茶道具
茶掛(ちゃがけ)の一行物(いちぎょうもの)について
お茶室での掛け物を、茶掛といいます。
茶室における掛け物の役割とその重要性は、特に指摘されます。
季節を表した言葉、和歌、禅宗からの影響で、精神を表した物など。
多くの物がありますが、「墨蹟を第一とす」と言われ、禅僧の揮毫にな
る筆蹟こそが、茶道具の中で一番だと言われていました。
今は、筆者も禅僧に限らず、他派や茶道各流の宗匠も書かれています。
一行物の禅語には、表面の意味の背後に深い禅旨を込めた物が多いので
その背後の意味をよく理解して使用し、また拝見すべきです。
一般に知られています、季節感のない物には
「放下着」(ほうげじゃく)捨ててしまえ、無一物になれ
「喫茶去」(きっさこ)まあ、お茶でも飲みなさい
私のホームページのタイトルにしています
「日々是好日」(にちにちこれこうじつ)
「無事是貴人」(ぶじこれきにん)
九月、十月のふさわしい物を紹介します。
「桂花露香」けいかは つゆも かんばし
ここで言う「桂」(かつら)は、初秋の頃になると黄や白の花をつけ、
さわやかな香を放つ木犀(もくせい)のことです。
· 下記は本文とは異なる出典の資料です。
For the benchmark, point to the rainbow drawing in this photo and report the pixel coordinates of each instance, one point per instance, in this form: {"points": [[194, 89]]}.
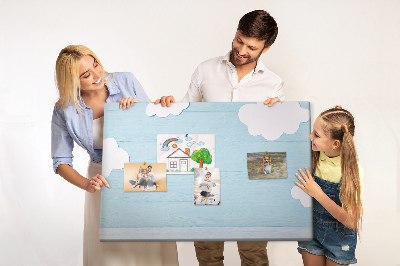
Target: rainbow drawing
{"points": [[168, 141]]}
この木犀の花の香
は、まことに爽やかで快いもので、古来、特に「秋香」と呼ばれて珍
重されて、しかもこの桂花は花そのものだけでなく、それからしたた
り落ちる露までもかんばしいというのが、この四字一句の表面の意味
です。
しかし、この句は単にその事実を叙したにとどまるものではない。
自ら人間形成につとめ、磨き磨きあげた君子、道人の言行というもの
は、あたかも桂花が露までかんばしいように、なにげない一言一行
もみなかおり高く、なんとも言えない風趣があるものだという真意が
含まれています。
「香木は片片香し」
沈(じん)や白檀(びゃくだん)などの香木は、どのような些細な一
片をとっても、どれもこれも香気があるという句がありますが、
これも同じ意味です。
ちなみに、「センダンは双葉よりかんばし」と言う言葉がありますが
このセンダンは、沈や白檀のことを言っています。
「せんだん」という植物とは違います。